Fair point, though over the years I've been doing this there are some forecasters who consistently do better - or worse - than the consensus. It's a bit of end-of-year fun, and those who do badly can always look forward to the inevitable data revisions that will prove they were right all along. There's also a spooky tendency for people to produce their best forecasts just before leaving the organisation for which they did it.
Do you have similar tables for the last few years, to identify whether there is a genuine trend for some forecasters to be more consistently right than others over time?
Hi David, It is indeed just a bit of year end fun, and your additional observations are interesting and quite funny. I suppose you could look at the Bloomberg records of top economic forecasters and track their performance against the consensus, as some people do with equity forecasters. If any of this public information is found to have an advantage, you could trade this 'edge' outright via the relatively new economic derivatives that allow you to trade directly the outcome of economic data.

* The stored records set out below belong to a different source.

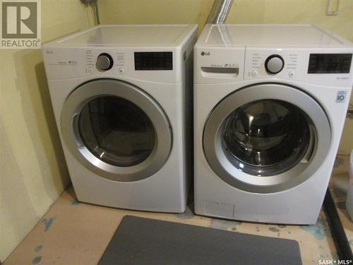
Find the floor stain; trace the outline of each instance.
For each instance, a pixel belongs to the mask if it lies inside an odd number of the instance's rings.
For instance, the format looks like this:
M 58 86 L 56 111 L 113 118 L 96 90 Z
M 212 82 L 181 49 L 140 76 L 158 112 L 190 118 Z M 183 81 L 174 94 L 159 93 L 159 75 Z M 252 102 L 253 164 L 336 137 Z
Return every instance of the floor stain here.
M 280 230 L 279 229 L 277 229 L 276 228 L 268 228 L 268 230 L 271 232 L 280 232 Z
M 44 232 L 47 232 L 50 228 L 55 220 L 56 220 L 56 216 L 42 220 L 41 223 L 44 225 Z
M 239 221 L 213 218 L 210 228 L 221 229 L 222 230 L 232 230 L 236 231 L 237 230 L 237 226 L 241 225 L 241 223 L 242 222 Z
M 39 252 L 40 250 L 42 250 L 42 248 L 43 248 L 43 245 L 40 245 L 35 247 L 34 250 L 35 252 Z
M 73 198 L 72 200 L 71 200 L 71 205 L 78 205 L 78 204 L 80 204 L 81 202 L 78 201 L 77 200 L 77 199 L 76 198 Z
M 176 213 L 175 216 L 178 218 L 186 220 L 186 219 L 193 219 L 195 217 L 193 213 L 189 208 L 186 208 L 186 210 L 182 213 Z
M 325 237 L 332 237 L 326 219 L 322 212 L 320 213 L 318 220 L 315 225 L 301 225 L 300 228 L 304 231 L 310 232 L 318 240 L 323 240 Z
M 37 256 L 32 260 L 32 264 L 37 264 L 37 263 L 40 263 L 41 260 L 42 260 L 42 256 Z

I have noted the publication of many forecast tables to be self-serving to the financial industry in that they allow the top performers to self-publicise and tout their performance to the buy-side, while those who perform badly just keep quiet about it. It's all part of the illusory forecasting merry-go-round.
Yes, in response to that, and to answer Nick's point, I did do an exercise two or three years ago assessing the long-term records of the forecasters. I can't lay my hands on it so far but when I do I'll post it here.